Yesterday was World Day of Remembrance for Road Traffic Victims, an annual high-profile global event to remember the many millions who have been killed and seriously injured on the world’s roads and to acknowledge the suffering of all affected victims, families and communities – millions added each year to countless millions already suffering.

In the United States, 38,680 people died in traffic crashes in 2020, and the numbers worsened by 18.4% in the first half of 2021.

In Snohomish County, 40-43 people died in 39-40 traffic collisions each year from 2016 to 2019, before increasing to 48 deaths from 45 collisions in 2020. Data for 2021 is not yet available.

These are people's children, parents, brothers, sisters, and friends. For any of our families and friends, not one traffic fatality would be acceptable.

Many of traffic fatalities involve alcohol or drug use, phone or eating distractions, or speeding faster than the posted limit. However, nearly all traffic fatalities can be eliminated simply through better street and highway designs of our roadways that calm and slow traffic.

Proven methods such as the Vision Zero or the Safe Systems approaches to traffic engineering are being adopted by WSDOT and other transportation and public works departments across the country.

Earlier this year, Dongho Chang presented on his previous work at the Seattle Department of Transportation to reduce traffic fatalities and serious injuries through improved roadway design. Dongho is now the Chief Traffic Engineer for WSDOT and we look forward to the agency and more county and city transportation departments following his lead. You can watch his presentation here.

Here in Snohomish County, the number of people walking & biking who have been killed by drivers has increased from 9 in 2017 to 15 in 2020. From 2016 to 2020, nearly a quarter of the traffic fatalities were people walking or biking.

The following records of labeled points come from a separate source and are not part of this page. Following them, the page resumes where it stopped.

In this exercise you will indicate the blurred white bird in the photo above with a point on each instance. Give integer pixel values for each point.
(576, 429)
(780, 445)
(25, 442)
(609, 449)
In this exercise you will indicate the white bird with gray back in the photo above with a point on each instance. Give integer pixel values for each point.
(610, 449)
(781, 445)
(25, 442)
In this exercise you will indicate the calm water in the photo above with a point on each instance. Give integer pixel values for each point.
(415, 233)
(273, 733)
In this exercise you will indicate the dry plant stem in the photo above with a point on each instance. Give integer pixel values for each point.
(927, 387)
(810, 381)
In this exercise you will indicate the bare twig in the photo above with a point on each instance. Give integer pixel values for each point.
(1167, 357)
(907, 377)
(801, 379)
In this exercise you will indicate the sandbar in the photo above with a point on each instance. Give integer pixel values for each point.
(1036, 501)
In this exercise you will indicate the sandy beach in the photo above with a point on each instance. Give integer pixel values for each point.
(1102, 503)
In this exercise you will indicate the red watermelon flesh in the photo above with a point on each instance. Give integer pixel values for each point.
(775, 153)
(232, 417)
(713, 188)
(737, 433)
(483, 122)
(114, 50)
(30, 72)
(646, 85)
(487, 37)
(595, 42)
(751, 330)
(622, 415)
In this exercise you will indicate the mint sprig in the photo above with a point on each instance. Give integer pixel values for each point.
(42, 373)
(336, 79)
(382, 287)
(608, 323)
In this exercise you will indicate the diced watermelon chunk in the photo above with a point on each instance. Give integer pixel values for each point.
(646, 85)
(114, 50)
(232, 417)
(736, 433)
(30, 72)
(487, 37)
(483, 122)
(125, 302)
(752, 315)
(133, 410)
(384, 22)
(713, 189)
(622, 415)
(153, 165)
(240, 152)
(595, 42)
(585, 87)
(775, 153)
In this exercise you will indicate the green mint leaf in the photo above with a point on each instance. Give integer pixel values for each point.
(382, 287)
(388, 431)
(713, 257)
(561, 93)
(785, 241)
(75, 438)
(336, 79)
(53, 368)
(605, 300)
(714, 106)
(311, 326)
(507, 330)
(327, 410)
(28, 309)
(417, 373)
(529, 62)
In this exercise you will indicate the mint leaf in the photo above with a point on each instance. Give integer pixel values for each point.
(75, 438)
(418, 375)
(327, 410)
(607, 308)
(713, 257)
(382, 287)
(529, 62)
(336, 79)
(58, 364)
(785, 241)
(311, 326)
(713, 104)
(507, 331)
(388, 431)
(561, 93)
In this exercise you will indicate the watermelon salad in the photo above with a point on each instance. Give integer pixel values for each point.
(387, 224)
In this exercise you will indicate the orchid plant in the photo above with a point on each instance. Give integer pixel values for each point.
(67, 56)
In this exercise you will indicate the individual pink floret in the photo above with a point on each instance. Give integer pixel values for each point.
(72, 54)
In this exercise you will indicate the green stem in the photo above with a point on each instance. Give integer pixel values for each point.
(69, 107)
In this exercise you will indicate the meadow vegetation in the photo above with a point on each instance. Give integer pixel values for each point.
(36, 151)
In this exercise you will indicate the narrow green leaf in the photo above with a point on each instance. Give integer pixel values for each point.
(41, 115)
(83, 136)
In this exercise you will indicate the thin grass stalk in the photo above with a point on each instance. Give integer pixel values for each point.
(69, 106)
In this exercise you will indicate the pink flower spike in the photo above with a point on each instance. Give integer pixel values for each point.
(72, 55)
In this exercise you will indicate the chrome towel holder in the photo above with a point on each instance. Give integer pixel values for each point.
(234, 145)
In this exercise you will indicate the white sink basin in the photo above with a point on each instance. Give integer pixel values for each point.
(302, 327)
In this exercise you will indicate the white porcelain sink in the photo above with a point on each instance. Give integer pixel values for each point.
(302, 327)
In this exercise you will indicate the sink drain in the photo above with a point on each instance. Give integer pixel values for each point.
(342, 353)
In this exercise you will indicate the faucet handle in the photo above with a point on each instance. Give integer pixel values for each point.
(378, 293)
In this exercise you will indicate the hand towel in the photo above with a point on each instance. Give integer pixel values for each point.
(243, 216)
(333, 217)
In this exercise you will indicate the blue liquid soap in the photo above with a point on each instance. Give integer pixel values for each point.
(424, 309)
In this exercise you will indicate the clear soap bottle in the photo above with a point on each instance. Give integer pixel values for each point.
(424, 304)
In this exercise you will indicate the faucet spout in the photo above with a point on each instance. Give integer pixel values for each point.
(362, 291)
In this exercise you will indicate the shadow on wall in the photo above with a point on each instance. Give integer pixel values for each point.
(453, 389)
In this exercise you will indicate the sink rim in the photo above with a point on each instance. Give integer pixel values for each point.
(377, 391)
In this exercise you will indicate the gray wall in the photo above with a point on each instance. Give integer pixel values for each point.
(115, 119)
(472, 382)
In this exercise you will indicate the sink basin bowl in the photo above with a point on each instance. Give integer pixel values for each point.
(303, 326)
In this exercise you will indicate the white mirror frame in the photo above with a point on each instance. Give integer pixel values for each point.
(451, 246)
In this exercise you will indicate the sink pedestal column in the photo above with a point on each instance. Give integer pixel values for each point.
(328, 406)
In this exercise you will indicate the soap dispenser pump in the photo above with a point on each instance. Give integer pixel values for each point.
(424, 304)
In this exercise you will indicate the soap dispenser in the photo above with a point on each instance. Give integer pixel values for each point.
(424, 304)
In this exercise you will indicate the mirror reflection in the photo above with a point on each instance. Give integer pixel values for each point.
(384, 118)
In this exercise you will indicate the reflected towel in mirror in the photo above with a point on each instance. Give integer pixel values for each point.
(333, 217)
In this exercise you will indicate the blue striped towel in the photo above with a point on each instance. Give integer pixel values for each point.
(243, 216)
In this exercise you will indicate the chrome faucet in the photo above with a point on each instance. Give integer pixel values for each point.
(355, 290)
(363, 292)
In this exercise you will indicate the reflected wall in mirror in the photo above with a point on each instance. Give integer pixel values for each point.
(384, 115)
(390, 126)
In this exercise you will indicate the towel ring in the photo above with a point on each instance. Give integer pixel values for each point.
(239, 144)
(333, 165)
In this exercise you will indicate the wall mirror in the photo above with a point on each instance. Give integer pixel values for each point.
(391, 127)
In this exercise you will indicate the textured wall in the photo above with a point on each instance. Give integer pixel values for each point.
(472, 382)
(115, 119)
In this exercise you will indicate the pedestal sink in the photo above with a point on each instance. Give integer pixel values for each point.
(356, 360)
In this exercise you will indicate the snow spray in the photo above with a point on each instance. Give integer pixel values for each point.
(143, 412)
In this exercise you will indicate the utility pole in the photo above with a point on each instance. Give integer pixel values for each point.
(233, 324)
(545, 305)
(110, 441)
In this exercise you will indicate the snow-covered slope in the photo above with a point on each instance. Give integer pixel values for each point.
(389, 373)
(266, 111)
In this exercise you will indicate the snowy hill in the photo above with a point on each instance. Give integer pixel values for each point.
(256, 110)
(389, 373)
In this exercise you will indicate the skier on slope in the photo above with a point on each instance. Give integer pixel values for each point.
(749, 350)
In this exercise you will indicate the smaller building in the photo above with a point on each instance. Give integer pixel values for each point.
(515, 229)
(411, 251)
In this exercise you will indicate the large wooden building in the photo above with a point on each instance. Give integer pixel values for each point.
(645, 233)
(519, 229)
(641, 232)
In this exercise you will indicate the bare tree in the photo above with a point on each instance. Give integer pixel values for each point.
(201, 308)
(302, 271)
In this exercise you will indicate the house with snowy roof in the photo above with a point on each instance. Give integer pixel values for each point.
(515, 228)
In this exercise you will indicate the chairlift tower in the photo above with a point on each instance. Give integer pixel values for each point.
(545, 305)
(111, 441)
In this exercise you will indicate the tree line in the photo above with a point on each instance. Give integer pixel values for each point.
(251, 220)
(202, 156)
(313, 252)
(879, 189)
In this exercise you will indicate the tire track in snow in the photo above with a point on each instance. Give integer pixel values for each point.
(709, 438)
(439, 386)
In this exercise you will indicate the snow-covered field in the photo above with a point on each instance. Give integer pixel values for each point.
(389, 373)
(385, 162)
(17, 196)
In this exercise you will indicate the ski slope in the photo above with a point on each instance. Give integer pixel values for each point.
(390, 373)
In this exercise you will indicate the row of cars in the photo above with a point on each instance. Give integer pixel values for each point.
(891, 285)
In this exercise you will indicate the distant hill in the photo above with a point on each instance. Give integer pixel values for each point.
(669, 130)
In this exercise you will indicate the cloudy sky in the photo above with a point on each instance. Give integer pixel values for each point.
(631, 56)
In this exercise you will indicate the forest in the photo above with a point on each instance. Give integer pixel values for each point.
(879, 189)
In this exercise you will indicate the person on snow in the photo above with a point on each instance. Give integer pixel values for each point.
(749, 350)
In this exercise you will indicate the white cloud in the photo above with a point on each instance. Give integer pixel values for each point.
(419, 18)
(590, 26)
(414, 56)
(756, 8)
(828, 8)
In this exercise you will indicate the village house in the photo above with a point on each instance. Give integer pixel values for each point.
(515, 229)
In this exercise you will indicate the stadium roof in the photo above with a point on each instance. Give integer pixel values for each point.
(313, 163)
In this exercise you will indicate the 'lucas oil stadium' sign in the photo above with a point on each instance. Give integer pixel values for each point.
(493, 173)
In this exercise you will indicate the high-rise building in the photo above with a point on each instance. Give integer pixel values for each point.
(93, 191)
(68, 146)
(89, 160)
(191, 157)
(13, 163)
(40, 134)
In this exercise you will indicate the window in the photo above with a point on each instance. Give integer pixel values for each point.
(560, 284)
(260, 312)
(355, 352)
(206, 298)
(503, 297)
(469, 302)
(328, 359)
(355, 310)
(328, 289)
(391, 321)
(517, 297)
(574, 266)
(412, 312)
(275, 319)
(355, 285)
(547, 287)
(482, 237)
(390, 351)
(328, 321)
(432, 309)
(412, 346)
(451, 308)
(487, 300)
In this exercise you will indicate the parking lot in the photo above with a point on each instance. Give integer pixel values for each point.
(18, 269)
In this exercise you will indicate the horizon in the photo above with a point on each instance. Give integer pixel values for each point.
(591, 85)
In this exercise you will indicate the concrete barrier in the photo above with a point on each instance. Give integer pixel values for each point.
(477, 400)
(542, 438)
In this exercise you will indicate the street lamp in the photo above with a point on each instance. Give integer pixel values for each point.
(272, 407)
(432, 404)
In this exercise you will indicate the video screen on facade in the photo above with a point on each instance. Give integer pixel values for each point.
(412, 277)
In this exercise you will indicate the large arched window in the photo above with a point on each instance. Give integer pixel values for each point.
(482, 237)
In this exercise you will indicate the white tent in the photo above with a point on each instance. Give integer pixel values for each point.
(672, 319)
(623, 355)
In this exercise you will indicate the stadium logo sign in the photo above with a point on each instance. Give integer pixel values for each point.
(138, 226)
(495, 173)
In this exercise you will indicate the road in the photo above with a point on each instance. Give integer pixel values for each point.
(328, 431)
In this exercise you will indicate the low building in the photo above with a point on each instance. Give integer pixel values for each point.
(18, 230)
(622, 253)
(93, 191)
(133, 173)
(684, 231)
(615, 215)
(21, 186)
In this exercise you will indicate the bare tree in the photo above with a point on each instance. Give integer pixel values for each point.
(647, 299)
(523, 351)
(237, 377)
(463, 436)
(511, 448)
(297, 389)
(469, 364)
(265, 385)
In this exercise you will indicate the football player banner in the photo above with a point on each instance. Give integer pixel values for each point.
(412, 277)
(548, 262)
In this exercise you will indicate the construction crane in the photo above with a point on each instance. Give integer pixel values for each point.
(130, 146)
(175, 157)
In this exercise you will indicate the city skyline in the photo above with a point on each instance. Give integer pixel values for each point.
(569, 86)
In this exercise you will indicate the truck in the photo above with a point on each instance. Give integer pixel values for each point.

Our cities are taking action. For example, Lynnwood created a biking & walking infrastructure plan, Bothell is updating its Bicycle Master Plan, and the cities of Edmonds, Everett, Monroe, and Mukilteo are each working to implement bike infrastructure plans. The City of Everett will also soon be implementing red light cameras; while automated enforcement will not eliminate traffic violations, it can serve as a stopgap measure until the streets can be fully redesigned and calmed. All these efforts will help address our fatality disparity.

Another disparate impact is on the elderly. In Snohomish County, people over the age of 70 are twice as likely to be killed by a driver. Everett, Lynnwood, and the Port of Everett have each updated their ADA Transition Plans this year, one small step toward building age-friendly communities. The biggest opportunity to create age-friendly communities, however, may be the creation of new walkable and roll-able communities near future light rail stations. VISION 2050, the region's land use plan, expects 65% of the region's growth to occur near these high capacity transit stations.

The number of people walking or biking who have been killed by drivers each year has increased in Snohomish County over the last decade. From 2016 to 2020, 24.7% of Snohomish County's traffic fatalities were pedestrians and bicyclists.